THE ROB GRONKOWSKI
Directions: Pop open a bottle of Cristal and pour it all over a famous porn star. Then drink the Cristal off of her or just have sex with her or drink the champagne off or her while having sex with her. Violently spike the bottle on the ground when done.
THE BILL BELICHICK
Directions: Fill up a cocktail shaker with bleach and gasoline. Shake well. Splash the mixture into the face of someone nearby. Set it on fire. Then laugh.
THE VERNON DAVIS
Directions: Fill a glass to the top with Champagne. Then weep into it to taste.
THE JOE FLACCO
Directions: Show up at a cocktail party with an expired can of Keystone Light. Then complain if no one gives you credit for supplying the booze and making the party awesome.
THE ELI MANNING
Directions: Fill a sippy cup with Juicy Juice. Then ask your mom if it's okay to have juice or if you should instead have milk or water.

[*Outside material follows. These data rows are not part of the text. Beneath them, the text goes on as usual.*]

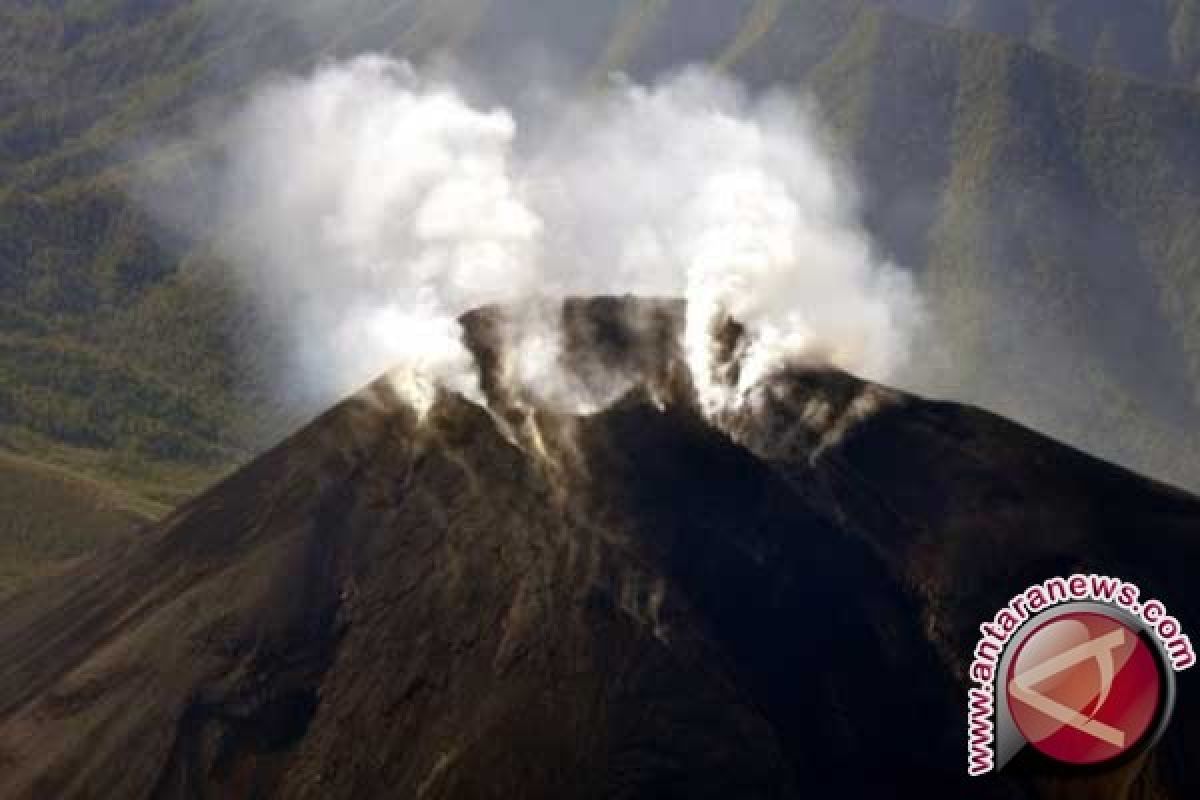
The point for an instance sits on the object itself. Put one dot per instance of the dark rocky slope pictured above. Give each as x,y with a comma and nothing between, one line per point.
625,605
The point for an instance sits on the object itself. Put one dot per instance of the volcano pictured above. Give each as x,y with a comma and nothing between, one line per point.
508,601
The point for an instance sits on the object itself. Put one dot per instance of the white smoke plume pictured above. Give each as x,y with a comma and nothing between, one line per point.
370,208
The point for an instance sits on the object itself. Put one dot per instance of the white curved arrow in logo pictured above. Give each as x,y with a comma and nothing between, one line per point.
1021,686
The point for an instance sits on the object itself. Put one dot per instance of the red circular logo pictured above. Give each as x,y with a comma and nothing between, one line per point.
1084,687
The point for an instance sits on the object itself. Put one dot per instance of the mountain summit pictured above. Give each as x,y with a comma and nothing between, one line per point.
636,602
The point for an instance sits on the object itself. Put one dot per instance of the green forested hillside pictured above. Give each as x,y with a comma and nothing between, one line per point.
1155,40
1048,210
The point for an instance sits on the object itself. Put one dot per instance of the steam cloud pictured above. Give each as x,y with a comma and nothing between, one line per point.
370,206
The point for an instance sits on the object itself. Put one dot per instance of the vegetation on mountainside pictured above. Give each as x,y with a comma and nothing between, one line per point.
1030,196
1153,40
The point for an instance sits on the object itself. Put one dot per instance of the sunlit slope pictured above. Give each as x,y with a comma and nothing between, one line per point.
1049,210
48,517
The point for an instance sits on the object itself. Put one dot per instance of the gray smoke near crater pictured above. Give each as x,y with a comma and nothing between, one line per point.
369,206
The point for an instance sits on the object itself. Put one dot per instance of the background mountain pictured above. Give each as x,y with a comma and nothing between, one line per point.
634,603
1156,40
1047,208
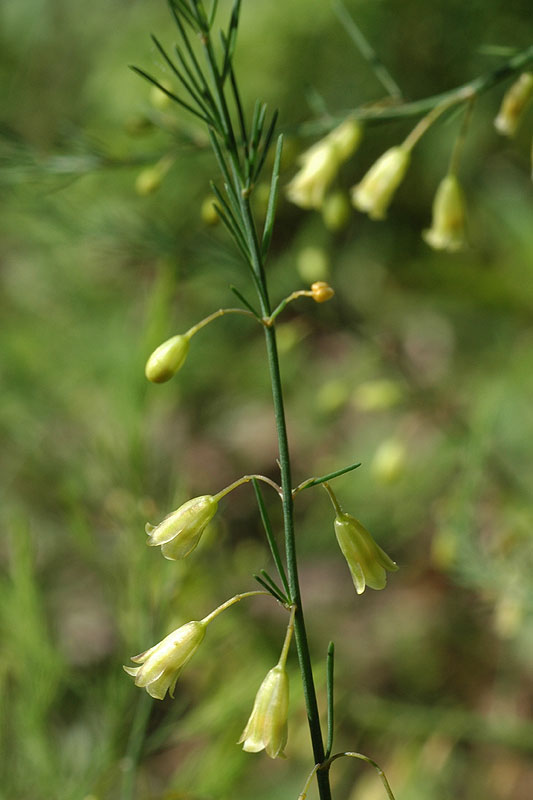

Pour out the Juicy Juice and have milk. Let milk sit while you watch the first 10 minutes of Sponge Bob. Then drink.
THE BRANDON JACOBS
Directions: Get a huge, thick, glass beer stein. Fill it with a wine spritzer and top it with an umbrella. Drink while avoiding contact with anyone at the bar.
THE CHAD OCHOCINCO
Directions: Do absolutely nothing. Tweet later that you're thirsty.
THE VINCE WILFORK
Directions: Do shots of mayonnaise until you get drunk.
THE TED GINN
Directions: Order any drink. When it is handed to you, drop it on the ground and then clutch your leg in pain.
THE ED REED
Directions: Fill a glass with all the best, top-shelf liquors. Take a quick sip and then lateral the glass to anyone you know nearby.